Очень уж он вжился в роль самостоятельного, хотя и новоиспеченного хозяина, но Сергей Васильич побывал в волости и выступал перед ними, давал установку поднимать активную борьбу за коллективизацию… Придис был вне себя от злости, чуть не вопил:
— Умников на нашу голову — и пишут, и говорят! Да мне-то что за дело, кто что пишет или говорит. Будто писаниями хоть один кусок хлеба вырастили.
Меня Придис предостерег:
— Поглядывай за Аннеле, как бы ее у тебя не увели, парни вокруг так крыльями и чертят, будто косачи на току.
Лелле нравилась всем, но ухажеров было не так уж много, как звонил Придис, — война сожрала большинство молодых парней, остался только народ в летах или ее одногодки. Мой возраст сгорел будто лесная поросль в пожар.
Начали подходить гости, Придис кинулся их встречать. Ояр пробормотал:
— Человек честный, но с типичной частнособственнической психологией. Ход жизни и коллективизация перестроят его.

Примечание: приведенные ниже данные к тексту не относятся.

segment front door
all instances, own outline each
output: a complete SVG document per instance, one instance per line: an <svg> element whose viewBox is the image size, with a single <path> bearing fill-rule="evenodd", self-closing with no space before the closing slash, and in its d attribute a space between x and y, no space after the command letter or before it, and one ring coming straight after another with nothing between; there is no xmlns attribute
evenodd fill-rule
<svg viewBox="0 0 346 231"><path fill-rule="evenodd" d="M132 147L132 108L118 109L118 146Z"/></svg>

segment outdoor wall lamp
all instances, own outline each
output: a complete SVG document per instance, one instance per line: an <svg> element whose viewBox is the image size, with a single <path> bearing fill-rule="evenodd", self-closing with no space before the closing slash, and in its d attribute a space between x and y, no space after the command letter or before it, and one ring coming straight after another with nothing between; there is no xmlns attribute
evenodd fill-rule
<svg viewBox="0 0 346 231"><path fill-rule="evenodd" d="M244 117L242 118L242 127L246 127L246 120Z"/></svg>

Сколько раз возможно человеку начинать на общих правах? Когда я начал? Тогда, когда смеялся над колдуном и его словами, тогда, когда Придис сказал: «Надоело прятаться, бояться, пойдем в партизаны, будем вместе с ребятами», — а я отозвался: «Пошли, будем вместе с ребятами!»
Это была шахматная игра, где ход — бой, а мат — смерть.
Голос Лелле. Она нашла верхнюю мужскую рубаху побольше, можно будет надеть ее вместо надоевшей зеленой гимнастерки. Выгляжу я аккуратнее, чувствую себя по-воскресному.
Всех зовут к накрытому в клети столу. Ели, пили, громко беседовали, жгли костер и что-то смолистое на шесте (только не бочку с дегтем) и опять пили и конечно же распевали песни «лиго»… В питье я соблюдал умеренность, петь пел, сколько глотки хватало, говорил мало, от споров уклонялся. Остальные опять завели про колхоз. Хозяйничавший во второй половине усадьбы старый Зентелис против него не возражал.
— Можно и в колхоз, — медленно тянул он, — на нашем клочке мы все одно не разбогатеем, в коляске разъезжать в жизнь не будем, одно, что спину горбить. А если власть поможет с машинами, как Сергей Васильич сулит, так через это всем будет лучше и легче.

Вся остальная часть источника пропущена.